イスラム過激派組織「イスラム国」の拡大に頭を悩ませる、意外な「あの人」:伊吹太歩の時事日想(2/2 ページ)
イラクとシリアで拡大を続けるイスラム過激派組織「イスラム国」。先日行われたNATOの首脳会議では、イスラム国との戦闘に前向きな“有志連合”10カ国が固まった。しかし、イスラム国の拡大に頭を悩ませるのは、実は西欧諸国だけではないのだ。
ISISに対抗意識を燃やすアルカイダ
こうしたISISの強大化を、これまで最強のイスラム・テロ勢力として君臨し続けきたアルカイダと最高指導者アイマン・ザワヒリは快く思っていない。事実、ISISがイスラム国家を宣言してから、ザワヒリはISISの国家樹立宣言については一切のコメントを出しておらず、国家樹立を認めていない。
ISISはもともとアルカイダ系を名乗っていた。

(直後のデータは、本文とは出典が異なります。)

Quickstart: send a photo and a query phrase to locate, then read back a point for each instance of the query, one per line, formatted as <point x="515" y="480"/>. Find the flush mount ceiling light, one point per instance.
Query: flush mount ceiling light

だが、シリアで同じ反アサド勢力として戦う“同志”である反体制派組織を攻撃したり、あまりに傍若無人な攻撃を繰り返すために、アルカイダはISISを「アルカイダ系」の組織ではないと突き放して決別した経緯があるのだ。
最高指導者ウサマ・ビンラディン亡き後にトップに座ったザワヒリは、きっと苦虫を噛み潰したような顔をしていることだろう。実のところ、ザワヒリは斬首といった残忍な処刑を歓迎してこなかった。事実、米軍がまだイラクに駐留していたころ、外国人を斬首刑にして世界に配信していたイラクのアルカイダ系指導者に対して、「世界中のイスラム教徒の支持を失うだけだ」という理由から斬首刑を止めるようたしなめたこともある。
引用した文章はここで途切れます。